Code developed by Wm. Randolph Franklin is licensed BSD Simplified

Acknowledgement

Many thanks to Christian Hergert and A. Jesse Jiryu Davis from MongoDB Inc for creating and maintaining the minimized matcher code from the mongo-c-driver.

This repo continues the effort for a minimally functional and complimentary bson matching engine.

The officially supported server matching engine will always be far superior option.

bsonsearch

shared object to perform mongodb-like queries against raw bson rather than through a mongod

python -m pip install bsonsearch

Features

These features are disabled in the lite version to reduce the memory footprint of each matcher object and streamline dependencies

Projection Operator ($project)

  • WITH_PROJECTION macro at compile time
  • WITH_UTILS macro (optional) provides useful utilities to assist

Conditional Operator ($cond)

  • WITH_CONDITIONAL macro at compile time.

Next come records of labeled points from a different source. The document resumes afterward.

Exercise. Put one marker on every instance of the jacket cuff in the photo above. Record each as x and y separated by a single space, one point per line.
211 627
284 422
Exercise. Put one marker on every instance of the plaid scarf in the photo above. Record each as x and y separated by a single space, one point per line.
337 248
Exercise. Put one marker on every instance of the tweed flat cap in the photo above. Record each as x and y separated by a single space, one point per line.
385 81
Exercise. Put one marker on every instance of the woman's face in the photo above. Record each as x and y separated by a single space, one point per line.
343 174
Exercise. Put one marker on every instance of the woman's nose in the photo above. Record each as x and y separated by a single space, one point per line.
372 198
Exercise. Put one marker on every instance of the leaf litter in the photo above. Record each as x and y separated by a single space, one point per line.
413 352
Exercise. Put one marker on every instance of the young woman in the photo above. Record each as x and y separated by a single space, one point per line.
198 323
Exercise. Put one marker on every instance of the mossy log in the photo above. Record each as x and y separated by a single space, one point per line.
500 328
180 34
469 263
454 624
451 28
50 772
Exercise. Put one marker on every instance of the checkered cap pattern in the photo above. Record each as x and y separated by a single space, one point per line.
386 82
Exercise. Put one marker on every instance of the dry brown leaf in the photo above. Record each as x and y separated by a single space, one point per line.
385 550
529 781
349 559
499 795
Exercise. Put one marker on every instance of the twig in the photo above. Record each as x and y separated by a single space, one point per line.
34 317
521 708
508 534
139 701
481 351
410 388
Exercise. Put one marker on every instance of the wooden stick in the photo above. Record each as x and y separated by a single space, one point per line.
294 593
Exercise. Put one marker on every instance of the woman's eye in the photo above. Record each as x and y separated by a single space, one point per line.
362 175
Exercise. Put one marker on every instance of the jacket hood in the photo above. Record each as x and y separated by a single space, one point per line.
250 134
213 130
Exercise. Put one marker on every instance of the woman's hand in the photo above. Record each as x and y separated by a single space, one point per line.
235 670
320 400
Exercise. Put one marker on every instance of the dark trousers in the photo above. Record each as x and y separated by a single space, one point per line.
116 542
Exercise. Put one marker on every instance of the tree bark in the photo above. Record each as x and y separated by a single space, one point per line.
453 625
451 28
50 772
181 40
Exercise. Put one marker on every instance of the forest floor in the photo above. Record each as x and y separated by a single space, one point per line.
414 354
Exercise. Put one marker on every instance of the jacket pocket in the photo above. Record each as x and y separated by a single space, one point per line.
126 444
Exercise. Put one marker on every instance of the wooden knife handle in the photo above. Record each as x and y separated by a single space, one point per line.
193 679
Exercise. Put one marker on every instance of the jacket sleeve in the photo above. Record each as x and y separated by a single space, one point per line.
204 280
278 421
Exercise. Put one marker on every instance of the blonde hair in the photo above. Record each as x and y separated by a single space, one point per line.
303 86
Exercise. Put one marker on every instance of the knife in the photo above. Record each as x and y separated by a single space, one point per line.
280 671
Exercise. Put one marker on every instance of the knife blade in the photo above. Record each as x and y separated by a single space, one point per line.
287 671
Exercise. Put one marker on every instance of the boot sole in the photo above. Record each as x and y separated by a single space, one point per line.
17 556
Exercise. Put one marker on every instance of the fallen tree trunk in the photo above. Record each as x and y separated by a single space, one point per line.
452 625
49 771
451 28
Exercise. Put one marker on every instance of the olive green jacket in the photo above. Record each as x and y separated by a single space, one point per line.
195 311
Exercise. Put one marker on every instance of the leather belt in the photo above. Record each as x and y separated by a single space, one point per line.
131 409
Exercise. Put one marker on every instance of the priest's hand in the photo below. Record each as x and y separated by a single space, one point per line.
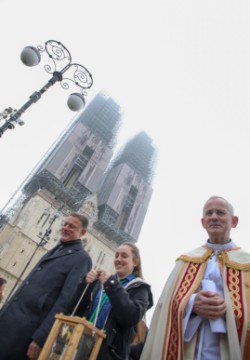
209 305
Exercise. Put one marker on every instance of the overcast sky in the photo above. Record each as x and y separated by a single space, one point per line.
180 70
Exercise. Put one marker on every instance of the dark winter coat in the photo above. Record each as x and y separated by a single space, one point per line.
47 290
128 306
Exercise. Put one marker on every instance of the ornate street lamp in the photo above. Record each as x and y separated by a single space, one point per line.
62 70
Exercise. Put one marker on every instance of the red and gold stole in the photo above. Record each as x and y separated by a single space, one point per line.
189 280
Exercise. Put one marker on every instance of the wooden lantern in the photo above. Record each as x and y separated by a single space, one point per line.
72 337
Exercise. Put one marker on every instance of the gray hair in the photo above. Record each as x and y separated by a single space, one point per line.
229 206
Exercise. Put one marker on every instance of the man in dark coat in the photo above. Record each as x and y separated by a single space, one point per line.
27 318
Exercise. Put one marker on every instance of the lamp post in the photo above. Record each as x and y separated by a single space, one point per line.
63 71
44 238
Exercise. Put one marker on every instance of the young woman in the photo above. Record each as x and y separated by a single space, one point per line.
125 298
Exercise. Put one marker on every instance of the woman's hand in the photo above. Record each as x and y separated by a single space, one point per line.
104 275
92 276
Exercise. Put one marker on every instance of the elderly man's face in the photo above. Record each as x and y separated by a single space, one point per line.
218 220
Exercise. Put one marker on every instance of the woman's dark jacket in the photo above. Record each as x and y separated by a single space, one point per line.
128 306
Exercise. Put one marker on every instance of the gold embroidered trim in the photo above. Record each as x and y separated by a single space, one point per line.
185 286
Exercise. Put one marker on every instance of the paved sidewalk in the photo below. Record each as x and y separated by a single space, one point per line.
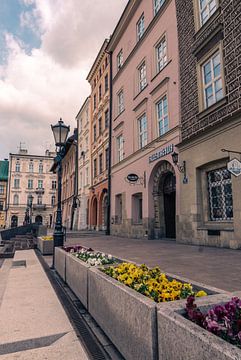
217 267
33 322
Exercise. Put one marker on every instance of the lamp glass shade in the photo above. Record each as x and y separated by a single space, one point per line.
60 131
175 158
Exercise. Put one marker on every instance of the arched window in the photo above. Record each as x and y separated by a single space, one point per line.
30 167
17 168
53 200
41 168
16 199
40 200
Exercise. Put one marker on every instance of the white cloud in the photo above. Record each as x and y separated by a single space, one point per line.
37 89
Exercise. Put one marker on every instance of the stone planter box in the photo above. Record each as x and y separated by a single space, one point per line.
181 339
45 246
77 277
60 262
128 318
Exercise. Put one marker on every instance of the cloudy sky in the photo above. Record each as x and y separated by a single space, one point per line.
46 50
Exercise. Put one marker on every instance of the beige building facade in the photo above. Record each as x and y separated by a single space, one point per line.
31 189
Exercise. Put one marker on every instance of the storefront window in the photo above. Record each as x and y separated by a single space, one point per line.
220 195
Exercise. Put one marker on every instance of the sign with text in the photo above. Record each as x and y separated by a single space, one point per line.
234 167
163 152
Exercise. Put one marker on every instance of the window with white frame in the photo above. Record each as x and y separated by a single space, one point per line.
140 27
220 194
120 59
120 101
17 167
142 131
161 54
120 148
15 199
157 5
212 80
16 183
206 9
30 183
162 115
142 76
30 167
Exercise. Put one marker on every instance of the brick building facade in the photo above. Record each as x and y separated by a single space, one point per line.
209 35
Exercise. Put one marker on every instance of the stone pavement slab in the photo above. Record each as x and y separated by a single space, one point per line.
33 322
216 267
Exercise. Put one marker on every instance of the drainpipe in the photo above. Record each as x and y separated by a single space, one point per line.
109 151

Text Search (string tokenization and comparison) requires:

  • WITH_TEXT macro at compile time

Text Stemmer requires

  • libstemmer (link at compile time, SO at runtime)
  • libstemmer-devel (import at compile time)
  • WITH_STEMMER macro at compile time

Text Spell Checking requirements (ASPELL library is licensed LGPL)

  • aspell (link at compile time, SO at runtime)
  • aspell-devel (import at compile time
  • aspell-en (or language dictionary of choice package at runtime)
  • WITH_ASPELL macro at compile time (requires WITH_TEXT)

YARA signature matching requirements:

  • yara (link at compile time, SO at runtime)
  • yara-devel (import at compile time)
  • WITH_YARA macro at compile time

to perform the automated testing, download these files into /tmp

          wget http://pkgs.bauman.space/discodb/sample.ddb -O /tmp/sample.ddb;
          wget http://pkgs.bauman.space/discodb/animals.ddb -O /tmp/animals.ddb;
          wget http://pkgs.bauman.space/discodb/cjk.ddb -O /tmp/cjk.ddb;
          wget http://pkgs.bauman.space/discodb/myths.ddb -O /tmp/myths.ddb;

Usage

The spec parameter supports a subset of MongoDB query operators (http://docs.mongodb.org/manual/reference/operator/query/)

Currently, that includes $and, $or, $not, $in, $nin, $eq, $neq, $gt, $gte, $lt, $lte, and $near. (See full documentation http://api.mongodb.org/c/current/mongoc_matcher_t.html)

comparison value in spec can be utf8 string, int/long, regex, compiled yara (if compiled with yara support)

    import bsonsearch
    import json
    spec = bsonsearch.Matcher(json.dumps({"a":{"$gte":1}}))
    docs = [
        bsonsearch.Document(json.dumps({"a":0})),
        bsonsearch.Document(json.dumps({"a":1})),
        bsonsearch.Document(json.dumps({"a":2}))
    ]
    spec.match_doc(docs[0])  # False
    spec.match_doc(docs[1])  # True
    spec.match_doc(docs[2])  # True

Inset operator

Adds an operator not found in MongoDB ($inset).

allows you to sepecify a set (hashtable) of strings to compare against.

allows ONLY strings in the set list. The compare will silently ignore any non-strings in either the spec or document.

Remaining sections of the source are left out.